Jornal de Letras: Porque os Heróis do Mar?
Jorge Pereirinha Pires: Fizemos este filme por várias razões, a primeira das quais porque queríamos fazer alguma coisa juntos. Qualquer coisa que se visse.
José Francisco Pinheiro: Dentro do género documental, sobre uma agremiação musical ou um movimento artístico, poderíamos ter ido por caminhos mais fáceis. O mais difícil talvez fosse mesmo os Heróis do Mar e agarramos esse desafio.
JPP: Porque é uma banda que já acabou há quase 20 anos, não é tema de actualidade. Na prática, durante estes anos, andámos a investigar como respigadores, como no filme da Agnès Varda. Os Heróis vêm de um meio cultural muito pequeno de Lisboa, que no fim dos anos 70 estava sintonizado com outras correntes que agitavam as capitais europeias. A sua via é a música popular, mas o que transmitem é bastante mais vasto. Daí também a sua importância, são literalmente os porta-estandarte.
- Brava Dança fala também de uma geração?
JFP: Dos anos 80 e também de Portugal na actualidade.
JPP: Dificilmente poderíamos encontrar outro grupo que reunisse as suas características e que nos permitisse alargar o discurso para além da ‘infantilização’ das audiências, que normalmente se usa quando se fala de música popular. Além disso, os ‘Heróis’ são realmente notáveis e diferentes.
- Notáveis porque se tornaram muito notados?
JFP: Notáveis individualmente e em conjunto. São cinco personagens fortes e a energia que geraram juntos resultou em algo extraordinário num Portugal que não dançava, com pouco sentido de humor. Acho que nunca mais houve cá um front man de uma banda como o Rui Pregal da Cunha, com a devida vénia a Rui Reininho, que é contemporâneo. Mas também Pedro Ayres Magalhães, com a sua clarividência e genialidade, António José Almeida, sempre crítico, Carlos Maria Trindade, muito cerebral, ou Paulo Pedro Gonçalves, que é uma força da Natureza.
- De Brava Dança decorre a desconstrução de certas ideias feitas sobre os Heróis do Mar, muito conotados com a Direita?
JPP: Foram colocados nesse papel. A leitura que se fez dos Heróis do Mar, a decifração daquele processo artístico, foi condicionada à partida pelos média. Aparentemente certa esquerda estava desesperadamente a precisar de inimigos como forma de mobilizar os seus apoiantes. Aqueles rapazes puseram-se a jeito. É um pouco a medida do Portugal que tínhamos. Ou temos. Evidentemente que essa campanha teve consequências. Por exemplo, o facto de pessoas da extrema-direita aparecerem nos concertos a fazerem a saudação nazi. Eles tinham que os interromper e pedir-lhes para saírem. Claro que isso não era notícia na imprensa. Ninguém se dava ao trabalho de andar a ver os concertos para escrever sobre eles. A crítica musical no início dos anos 80 não era brilhante. Há o célebre episódio de Com as Minhas Tamanquinhas, de Zeca Afonso, ter sido considerado o pior disco do ano...

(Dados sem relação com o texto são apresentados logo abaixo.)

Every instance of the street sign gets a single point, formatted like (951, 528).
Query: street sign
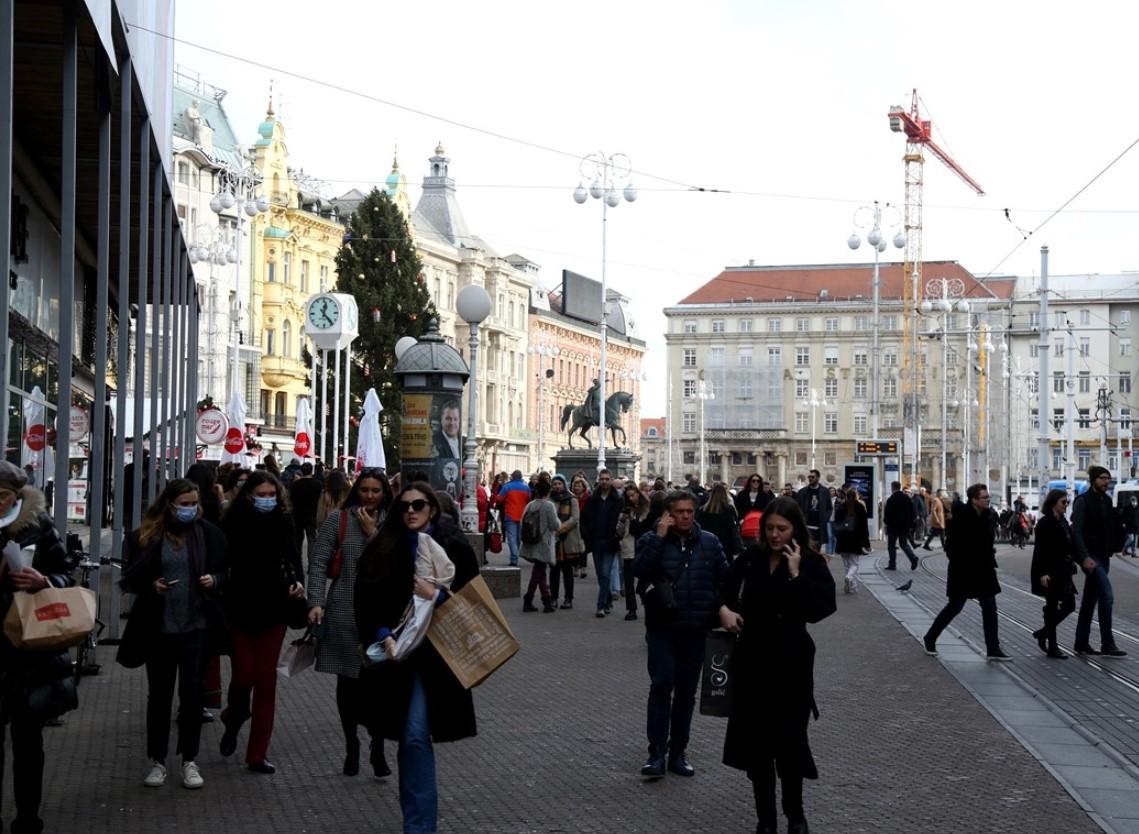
(876, 447)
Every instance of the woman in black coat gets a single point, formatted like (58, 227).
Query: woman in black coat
(264, 573)
(416, 701)
(1053, 570)
(25, 675)
(175, 563)
(772, 591)
(972, 571)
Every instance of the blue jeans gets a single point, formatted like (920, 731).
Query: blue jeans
(513, 538)
(418, 792)
(1097, 589)
(675, 659)
(603, 563)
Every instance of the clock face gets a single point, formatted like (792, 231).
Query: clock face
(324, 312)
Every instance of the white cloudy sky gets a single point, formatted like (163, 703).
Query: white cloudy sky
(781, 103)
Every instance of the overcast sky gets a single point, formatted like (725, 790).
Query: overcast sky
(783, 104)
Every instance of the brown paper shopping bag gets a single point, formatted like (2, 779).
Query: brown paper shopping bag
(52, 619)
(472, 635)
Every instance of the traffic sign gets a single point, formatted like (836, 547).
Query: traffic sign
(876, 447)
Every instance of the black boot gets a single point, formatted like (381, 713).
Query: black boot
(654, 768)
(352, 757)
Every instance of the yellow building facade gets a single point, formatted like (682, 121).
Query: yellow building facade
(295, 245)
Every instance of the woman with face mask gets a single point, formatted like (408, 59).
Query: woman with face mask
(175, 563)
(264, 571)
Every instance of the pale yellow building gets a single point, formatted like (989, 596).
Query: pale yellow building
(294, 258)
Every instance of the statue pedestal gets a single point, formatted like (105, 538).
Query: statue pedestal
(621, 463)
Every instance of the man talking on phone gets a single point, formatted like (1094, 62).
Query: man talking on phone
(680, 569)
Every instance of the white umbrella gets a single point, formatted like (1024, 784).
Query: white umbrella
(302, 434)
(232, 454)
(370, 442)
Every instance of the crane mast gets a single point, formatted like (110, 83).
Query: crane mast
(918, 137)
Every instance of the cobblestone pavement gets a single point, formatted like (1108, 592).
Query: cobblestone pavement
(901, 747)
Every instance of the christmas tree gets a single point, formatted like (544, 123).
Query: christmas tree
(378, 266)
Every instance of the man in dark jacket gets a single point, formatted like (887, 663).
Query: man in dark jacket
(899, 517)
(599, 524)
(1096, 534)
(972, 571)
(814, 501)
(680, 569)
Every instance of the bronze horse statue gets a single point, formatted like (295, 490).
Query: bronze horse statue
(619, 402)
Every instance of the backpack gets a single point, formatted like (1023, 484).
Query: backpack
(532, 532)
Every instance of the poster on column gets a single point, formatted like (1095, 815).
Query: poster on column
(432, 441)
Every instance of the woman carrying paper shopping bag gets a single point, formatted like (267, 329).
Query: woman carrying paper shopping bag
(24, 524)
(416, 701)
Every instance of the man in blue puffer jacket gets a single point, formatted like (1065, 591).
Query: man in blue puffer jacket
(680, 569)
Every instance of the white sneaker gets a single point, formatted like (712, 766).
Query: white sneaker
(156, 777)
(191, 777)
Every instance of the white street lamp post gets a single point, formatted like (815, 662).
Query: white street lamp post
(473, 305)
(604, 173)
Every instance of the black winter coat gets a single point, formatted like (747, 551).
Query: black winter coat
(263, 563)
(697, 566)
(772, 665)
(858, 539)
(972, 556)
(387, 685)
(33, 528)
(141, 567)
(1051, 556)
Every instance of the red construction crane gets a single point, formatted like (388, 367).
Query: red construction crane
(918, 137)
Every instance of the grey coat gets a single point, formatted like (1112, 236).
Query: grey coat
(338, 651)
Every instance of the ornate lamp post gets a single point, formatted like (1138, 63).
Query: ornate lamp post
(473, 305)
(605, 174)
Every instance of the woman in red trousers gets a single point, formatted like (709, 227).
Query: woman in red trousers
(264, 570)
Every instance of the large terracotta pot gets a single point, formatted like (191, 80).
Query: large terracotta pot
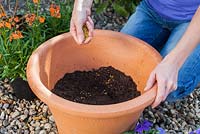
(61, 54)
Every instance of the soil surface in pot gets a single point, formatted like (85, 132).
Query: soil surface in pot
(102, 86)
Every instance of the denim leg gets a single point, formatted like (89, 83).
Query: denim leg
(188, 77)
(189, 74)
(143, 26)
(173, 39)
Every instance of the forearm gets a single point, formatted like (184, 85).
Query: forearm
(188, 42)
(83, 4)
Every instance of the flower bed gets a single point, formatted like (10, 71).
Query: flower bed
(21, 34)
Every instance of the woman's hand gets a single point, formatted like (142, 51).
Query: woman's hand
(165, 75)
(81, 16)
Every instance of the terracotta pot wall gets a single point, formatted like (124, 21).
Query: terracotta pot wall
(61, 54)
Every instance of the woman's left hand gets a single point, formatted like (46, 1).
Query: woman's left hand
(165, 75)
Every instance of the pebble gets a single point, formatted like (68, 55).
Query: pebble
(180, 117)
(47, 126)
(51, 118)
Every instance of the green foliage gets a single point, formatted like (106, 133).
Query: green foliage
(144, 132)
(14, 53)
(121, 7)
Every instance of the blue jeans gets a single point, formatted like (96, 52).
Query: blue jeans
(163, 35)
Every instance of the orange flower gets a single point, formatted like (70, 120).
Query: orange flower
(16, 35)
(55, 11)
(8, 25)
(41, 19)
(16, 19)
(30, 18)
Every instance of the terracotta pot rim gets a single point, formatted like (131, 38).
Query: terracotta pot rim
(96, 111)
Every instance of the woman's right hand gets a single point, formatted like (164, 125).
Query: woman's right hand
(81, 16)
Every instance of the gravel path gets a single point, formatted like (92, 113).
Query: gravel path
(20, 116)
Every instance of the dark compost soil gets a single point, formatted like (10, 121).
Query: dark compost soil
(102, 86)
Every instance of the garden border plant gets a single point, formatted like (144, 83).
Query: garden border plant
(21, 34)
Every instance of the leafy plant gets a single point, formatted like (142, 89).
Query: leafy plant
(121, 7)
(21, 34)
(145, 127)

JFP: Ainda hoje somos consequência desses tempos. Saltámos directos da censura para o mercado, sem fundamentos. E muita imprensa, muito veículo de divulgação não está actualizado com as forças criativas que existem neste país. É mais fácil e seguro pegar nos nomes que já existem há muito tempo, do que investigar, sistematizar e mostrar tanta coisa nova que está a ser feita por jovens. E mais velhos, porque dói imenso ver pessoas que nunca tiveram o lugar que merecem.
- Por exemplo?
JPP: Al Berto. E com tanto lixo que se publica em DVD, acho notável que não se consiga ver filmes portugueses como os do António Reis e da Margarida Cordeiro.

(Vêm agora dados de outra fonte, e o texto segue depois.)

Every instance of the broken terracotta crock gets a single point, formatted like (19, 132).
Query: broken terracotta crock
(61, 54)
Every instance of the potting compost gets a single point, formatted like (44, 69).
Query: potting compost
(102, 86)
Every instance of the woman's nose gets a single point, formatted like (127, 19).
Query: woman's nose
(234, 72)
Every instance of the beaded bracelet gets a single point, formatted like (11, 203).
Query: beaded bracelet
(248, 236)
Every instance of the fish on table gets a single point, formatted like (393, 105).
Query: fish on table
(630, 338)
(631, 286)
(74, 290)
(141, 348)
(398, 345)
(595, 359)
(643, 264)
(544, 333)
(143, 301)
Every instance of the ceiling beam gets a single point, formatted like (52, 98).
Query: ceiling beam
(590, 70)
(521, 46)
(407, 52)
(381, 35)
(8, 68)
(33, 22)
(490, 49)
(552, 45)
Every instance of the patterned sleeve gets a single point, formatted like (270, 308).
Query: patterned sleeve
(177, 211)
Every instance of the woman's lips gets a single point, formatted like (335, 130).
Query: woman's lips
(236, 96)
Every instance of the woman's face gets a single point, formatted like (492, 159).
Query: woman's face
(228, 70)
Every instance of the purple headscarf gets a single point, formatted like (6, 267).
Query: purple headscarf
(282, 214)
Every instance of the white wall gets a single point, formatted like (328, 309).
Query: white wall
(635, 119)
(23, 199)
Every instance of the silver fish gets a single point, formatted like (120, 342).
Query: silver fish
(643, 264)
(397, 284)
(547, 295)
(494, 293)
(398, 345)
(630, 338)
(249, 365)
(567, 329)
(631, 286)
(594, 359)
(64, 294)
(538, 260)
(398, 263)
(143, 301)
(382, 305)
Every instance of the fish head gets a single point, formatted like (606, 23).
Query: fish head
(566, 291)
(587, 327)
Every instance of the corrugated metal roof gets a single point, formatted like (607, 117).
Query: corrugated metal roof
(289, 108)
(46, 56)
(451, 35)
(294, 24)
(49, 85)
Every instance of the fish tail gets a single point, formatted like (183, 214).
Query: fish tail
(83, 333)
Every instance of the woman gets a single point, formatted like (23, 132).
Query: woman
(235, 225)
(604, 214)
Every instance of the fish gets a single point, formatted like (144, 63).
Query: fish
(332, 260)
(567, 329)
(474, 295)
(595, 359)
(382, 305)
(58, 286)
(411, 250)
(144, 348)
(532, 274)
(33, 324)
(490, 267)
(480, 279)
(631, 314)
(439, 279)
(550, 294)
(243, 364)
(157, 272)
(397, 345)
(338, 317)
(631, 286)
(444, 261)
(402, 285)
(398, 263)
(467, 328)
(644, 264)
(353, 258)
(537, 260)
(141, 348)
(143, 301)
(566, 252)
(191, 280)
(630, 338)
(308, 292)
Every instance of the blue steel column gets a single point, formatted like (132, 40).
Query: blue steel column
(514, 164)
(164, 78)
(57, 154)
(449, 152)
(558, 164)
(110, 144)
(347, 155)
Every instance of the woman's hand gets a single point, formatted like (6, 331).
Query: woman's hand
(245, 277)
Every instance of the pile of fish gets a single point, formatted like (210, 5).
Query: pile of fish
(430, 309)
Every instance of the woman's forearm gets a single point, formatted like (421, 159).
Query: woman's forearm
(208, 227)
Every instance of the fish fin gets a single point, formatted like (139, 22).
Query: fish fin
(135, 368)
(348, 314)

- Há no princípio do filme um forte enquadramento político, que depois se vai diluindo?
JFP: Tal como se diluiu no país. Os Heróis do Mar surgiram com uma força Situacionista, mas não deixaram de ser engolidos e de se vergarem à sociedade de espectáculo e a todo o consumismo inerente.

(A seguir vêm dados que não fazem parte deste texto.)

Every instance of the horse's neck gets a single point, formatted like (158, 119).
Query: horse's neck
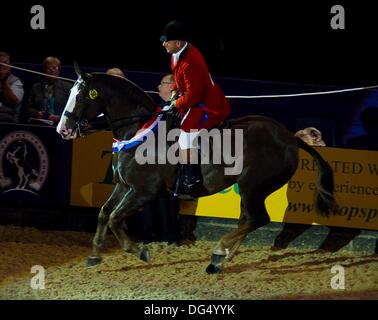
(121, 115)
(126, 132)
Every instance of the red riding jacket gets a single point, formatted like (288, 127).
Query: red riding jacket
(195, 85)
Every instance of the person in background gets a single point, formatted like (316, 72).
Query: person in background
(115, 72)
(311, 136)
(11, 92)
(48, 97)
(368, 141)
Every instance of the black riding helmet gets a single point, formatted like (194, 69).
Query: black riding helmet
(174, 30)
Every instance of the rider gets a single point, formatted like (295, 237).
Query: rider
(199, 100)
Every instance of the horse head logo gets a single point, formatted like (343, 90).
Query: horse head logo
(24, 162)
(18, 156)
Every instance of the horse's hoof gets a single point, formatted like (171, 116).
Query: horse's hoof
(211, 269)
(144, 255)
(93, 261)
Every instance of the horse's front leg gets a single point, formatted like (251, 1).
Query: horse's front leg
(129, 204)
(102, 225)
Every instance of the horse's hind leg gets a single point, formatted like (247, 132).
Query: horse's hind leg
(102, 226)
(128, 205)
(253, 216)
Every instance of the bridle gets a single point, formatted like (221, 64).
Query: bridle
(83, 125)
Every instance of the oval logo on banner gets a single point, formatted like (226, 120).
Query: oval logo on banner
(24, 162)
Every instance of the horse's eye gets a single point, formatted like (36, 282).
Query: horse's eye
(93, 94)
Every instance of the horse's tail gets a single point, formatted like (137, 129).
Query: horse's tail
(325, 202)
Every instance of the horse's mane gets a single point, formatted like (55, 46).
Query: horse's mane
(129, 88)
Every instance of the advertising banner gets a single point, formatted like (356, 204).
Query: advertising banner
(35, 165)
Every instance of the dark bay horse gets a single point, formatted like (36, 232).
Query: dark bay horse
(270, 159)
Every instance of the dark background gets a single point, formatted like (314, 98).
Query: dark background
(264, 40)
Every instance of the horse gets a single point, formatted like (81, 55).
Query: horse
(270, 159)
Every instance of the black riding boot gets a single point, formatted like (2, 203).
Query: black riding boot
(188, 179)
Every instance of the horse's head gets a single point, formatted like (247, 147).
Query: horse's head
(84, 106)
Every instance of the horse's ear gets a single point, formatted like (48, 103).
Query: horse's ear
(86, 77)
(77, 69)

JPP: Os processos artísticos, a vontade de fazer arte tem sempre uma dominante política, na medida em que se apela a uma determinada comunidade, indistinta e incógnita, sobretudo porque é de gosto. Foi isso que sucedeu com os Heróis do Mar. Eles suscitam o aparecimento de uma comunidade, mas a certa altura tornou-se pouco para puderem prosseguir. A uma sobrevivência em playback, preferiram acabar com o grupo.
- Além dos Heróis, registaram o testemunho de Edgar Pêra, Manuel Mozos ou António Campos Rosado. Que critérios seguiram?
JFP: Proximidade e envolvência no processo, em várias fases. Não nos interessou a opinião exterior.
JPP: É uma história contada de dentro para fora, sem comentadores.
- Sem o contraditório?
JPP: Não tem que haver. Não fizemos jornalismo. E afinal, o contraditório já existiu todos estes anos. Interessou-nos mostrar a vida de um processo artístico.
-Têm outros projectos? Poderemos esperar um documentário sobre outra banda ou mesmo sobre os anos 80?
JPP: E quem tem interesse em filmes ou séries que não tenham que ver com concursos, nem sejam telenovelas? E quem financia? Levámos seis anos a fazer Brava Dança. Uma série sobre os anos 80 em geral ou se faz de uma forma organizada, ou é um projecto até ao fim dos nossos dias.
JFP: Encontrámos muitas dificuldades para fazer este documentário. Num país onde não há a tradição do registo da memória é difícil encontrar imagens de arquivo. Mas já temos de facto outro projecto, que tem que ver com Portugal, as pessoas e os automóveis.
JPP: Portugal visto por um pára-brisas.